About Tanzu Kubernetes Grid Integrated Edition Upgrades

Page last updated:

This topic provides conceptual information about Tanzu Kubernetes Grid Integrated Edition upgrades, including upgrading the TKGI control plane and TKGI-provisioned Kubernetes clusters.

For step-by-step instructions on upgrading Tanzu Kubernetes Grid Integrated Edition and TKGI-provisioned Kubernetes clusters, see:

Overview

An Tanzu Kubernetes Grid Integrated Edition upgrade modifies the version of Tanzu Kubernetes Grid Integrated Edition, for example, from v1.10.x to v1.11.0 or from v1.11.0 to v1.11.1.

By default, Tanzu Kubernetes Grid Integrated Edition is set to perform a full upgrade, which upgrades both the TKGI control plane and all TKGI-provisioned Kubernetes clusters.

However, you can choose to upgrade Tanzu Kubernetes Grid Integrated Edition in two phases by upgrading the TKGI control plane first and then upgrading your TKGI-provisioned Kubernetes clusters later.

You can use either the Tanzu Kubernetes Grid Integrated Edition tile or the TKGI CLI to perform TKGI upgrades:

  • To perform a full upgrade of the TKGI control plane and TKGI-provisioned Kubernetes clusters, use the Tanzu Kubernetes Grid Integrated Edition tile .
  • To upgrade the TKGI control plane only, use the Tanzu Kubernetes Grid Integrated Edition tile.
  • To upgrade TKGI-provisioned Kubernetes clusters, use either the TKGI CLI or the Tanzu Kubernetes Grid Integrated Edition tile.
Upgrade Method Supported Upgrade Types
Full TKGI upgrade TKGI control plane only Kubernetes clusters only
TKGI Tile
TKGI CLI

Typically, if you choose to upgrade TKGI-provisioned Kubernetes clusters only, you will upgrade them through the TKGI CLI.

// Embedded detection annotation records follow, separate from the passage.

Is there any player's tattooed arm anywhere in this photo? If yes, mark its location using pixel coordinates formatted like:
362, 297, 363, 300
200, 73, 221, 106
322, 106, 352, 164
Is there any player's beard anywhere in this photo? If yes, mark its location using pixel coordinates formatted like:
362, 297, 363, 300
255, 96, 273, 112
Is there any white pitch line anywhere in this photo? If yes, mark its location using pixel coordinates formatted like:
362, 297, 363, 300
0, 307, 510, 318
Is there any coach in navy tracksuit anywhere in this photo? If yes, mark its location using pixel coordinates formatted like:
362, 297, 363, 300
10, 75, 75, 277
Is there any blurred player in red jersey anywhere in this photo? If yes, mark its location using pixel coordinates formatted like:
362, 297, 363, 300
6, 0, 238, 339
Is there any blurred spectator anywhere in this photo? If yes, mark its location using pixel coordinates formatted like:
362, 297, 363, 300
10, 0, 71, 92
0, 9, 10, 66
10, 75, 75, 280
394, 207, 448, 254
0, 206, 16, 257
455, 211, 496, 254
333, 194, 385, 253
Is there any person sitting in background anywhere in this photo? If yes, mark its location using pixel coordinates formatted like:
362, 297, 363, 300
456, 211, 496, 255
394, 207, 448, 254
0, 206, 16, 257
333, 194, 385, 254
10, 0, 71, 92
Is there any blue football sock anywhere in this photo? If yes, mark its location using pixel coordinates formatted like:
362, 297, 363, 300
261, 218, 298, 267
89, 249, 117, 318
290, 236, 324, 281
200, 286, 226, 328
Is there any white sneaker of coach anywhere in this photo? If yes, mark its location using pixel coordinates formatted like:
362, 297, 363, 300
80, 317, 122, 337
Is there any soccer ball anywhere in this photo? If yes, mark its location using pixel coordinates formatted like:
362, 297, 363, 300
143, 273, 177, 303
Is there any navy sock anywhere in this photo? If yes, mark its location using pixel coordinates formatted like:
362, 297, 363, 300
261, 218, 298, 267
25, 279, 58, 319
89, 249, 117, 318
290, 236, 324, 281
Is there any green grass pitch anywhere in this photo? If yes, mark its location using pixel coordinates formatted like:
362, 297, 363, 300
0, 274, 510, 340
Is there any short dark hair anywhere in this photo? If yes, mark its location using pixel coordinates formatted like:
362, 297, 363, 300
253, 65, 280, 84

Deciding Between Full and Two-Phase Upgrade

When deciding whether to perform the default full upgrade or to upgrade the TKGI control plane and TKGI-provisioned Kubernetes clusters separately, consider your organization needs.

For example, if your organization runs TKGI-provisioned Kubernetes clusters in both development and production environments and you want to upgrade only one environment first, you can achieve your goal by upgrading the TKGI control plane and TKGI-provisioned Kubernetes separately instead of performing a full upgrade.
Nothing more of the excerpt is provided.